Alan Nakagawa: Rescue(s)
October 6, 2018 – March 17, 2019
Alan Nakagawa works primarily with sound, but also video, sculpture, drawing, painting and performance to explore his Japanese American heritage. The three projects that comprise this exhibition probe issues of cultural assimilation and the generational impact of trauma.

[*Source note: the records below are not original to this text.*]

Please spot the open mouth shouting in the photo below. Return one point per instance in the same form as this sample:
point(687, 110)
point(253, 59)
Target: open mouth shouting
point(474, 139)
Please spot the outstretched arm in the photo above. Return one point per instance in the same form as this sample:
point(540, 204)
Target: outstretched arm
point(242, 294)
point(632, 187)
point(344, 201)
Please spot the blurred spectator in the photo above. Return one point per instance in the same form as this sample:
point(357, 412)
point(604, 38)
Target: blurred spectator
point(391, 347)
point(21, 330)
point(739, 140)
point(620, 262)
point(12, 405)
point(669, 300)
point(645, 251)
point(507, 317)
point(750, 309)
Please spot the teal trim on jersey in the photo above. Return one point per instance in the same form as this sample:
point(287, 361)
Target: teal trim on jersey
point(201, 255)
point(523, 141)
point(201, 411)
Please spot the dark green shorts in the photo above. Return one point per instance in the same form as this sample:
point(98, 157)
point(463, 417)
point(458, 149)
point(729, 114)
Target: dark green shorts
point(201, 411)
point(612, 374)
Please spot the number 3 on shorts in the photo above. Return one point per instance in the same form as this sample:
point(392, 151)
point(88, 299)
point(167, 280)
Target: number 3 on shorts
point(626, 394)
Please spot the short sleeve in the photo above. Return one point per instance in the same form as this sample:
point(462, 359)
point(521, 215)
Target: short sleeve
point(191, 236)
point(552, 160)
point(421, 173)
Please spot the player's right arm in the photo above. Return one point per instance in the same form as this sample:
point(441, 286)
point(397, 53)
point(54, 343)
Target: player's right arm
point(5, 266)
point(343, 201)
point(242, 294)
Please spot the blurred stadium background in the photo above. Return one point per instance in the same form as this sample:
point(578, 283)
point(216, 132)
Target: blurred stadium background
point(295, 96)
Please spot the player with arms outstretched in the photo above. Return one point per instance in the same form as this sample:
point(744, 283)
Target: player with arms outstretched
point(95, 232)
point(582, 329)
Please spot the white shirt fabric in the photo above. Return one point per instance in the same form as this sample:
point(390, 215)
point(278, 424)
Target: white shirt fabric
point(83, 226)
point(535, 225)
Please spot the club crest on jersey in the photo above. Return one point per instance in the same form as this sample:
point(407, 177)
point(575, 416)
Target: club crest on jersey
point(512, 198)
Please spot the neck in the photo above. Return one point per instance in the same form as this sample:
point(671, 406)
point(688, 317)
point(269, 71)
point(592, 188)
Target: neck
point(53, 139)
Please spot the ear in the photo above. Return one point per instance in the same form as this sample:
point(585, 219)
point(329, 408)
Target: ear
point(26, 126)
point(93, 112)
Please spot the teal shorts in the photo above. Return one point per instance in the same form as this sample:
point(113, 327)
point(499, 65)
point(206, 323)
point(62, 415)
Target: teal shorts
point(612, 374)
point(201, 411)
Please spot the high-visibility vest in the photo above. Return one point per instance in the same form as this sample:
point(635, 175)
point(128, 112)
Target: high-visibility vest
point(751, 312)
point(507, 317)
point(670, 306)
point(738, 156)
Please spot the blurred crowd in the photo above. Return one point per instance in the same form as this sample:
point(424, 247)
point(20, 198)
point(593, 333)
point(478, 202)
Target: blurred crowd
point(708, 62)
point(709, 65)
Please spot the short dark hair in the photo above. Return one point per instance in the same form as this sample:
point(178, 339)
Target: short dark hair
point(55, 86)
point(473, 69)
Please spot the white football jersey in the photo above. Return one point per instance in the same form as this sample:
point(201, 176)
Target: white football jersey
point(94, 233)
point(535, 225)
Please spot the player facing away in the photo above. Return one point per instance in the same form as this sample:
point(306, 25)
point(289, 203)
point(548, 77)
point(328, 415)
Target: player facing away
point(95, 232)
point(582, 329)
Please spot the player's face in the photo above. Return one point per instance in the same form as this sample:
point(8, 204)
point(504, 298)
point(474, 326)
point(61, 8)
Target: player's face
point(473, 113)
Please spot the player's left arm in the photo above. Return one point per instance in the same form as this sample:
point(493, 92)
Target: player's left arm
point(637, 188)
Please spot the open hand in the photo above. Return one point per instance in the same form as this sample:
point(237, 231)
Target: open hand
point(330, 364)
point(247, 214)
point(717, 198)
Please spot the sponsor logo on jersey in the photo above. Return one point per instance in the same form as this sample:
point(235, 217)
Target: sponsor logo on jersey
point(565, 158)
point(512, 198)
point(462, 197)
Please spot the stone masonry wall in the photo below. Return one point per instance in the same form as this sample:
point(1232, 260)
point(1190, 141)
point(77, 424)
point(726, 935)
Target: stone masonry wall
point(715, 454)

The multimedia installation Rescue addresses Nakagawa’s personal fear of the Ku Klux Klan and, more broadly, the deep-seated fear of racism that people of color grapple with in the United States. For Peace Resonance: Hiroshima/Wendover as a Room, Nakagawa recorded the interior acoustics of both the Hiroshima Atomic Dome and the Wendover Hangar in Utah, where the Enola Gay B-29 bomber plane departed in 1945 to drop atomic bombs on Hiroshima and Nagasaki. The resulting sound composition draw together these vastly distant locations connected through their poignant history and reminded of the magnitude of these events and their impact following the war, particularly on Japanese immigrant experiences. Little Saigon: Six Field Trips Generating centers around six field trips Nakagawa organized for the general public to join him in visiting a variety of historic points of interest in “Little Saigon” in Orange County and questions how outsiders can explore a community they know little about, as well as the value of appropriate approaches such exploration.
This exhibition was organized by the Orange County Museum of Art and curated by Cassandra Coblentz.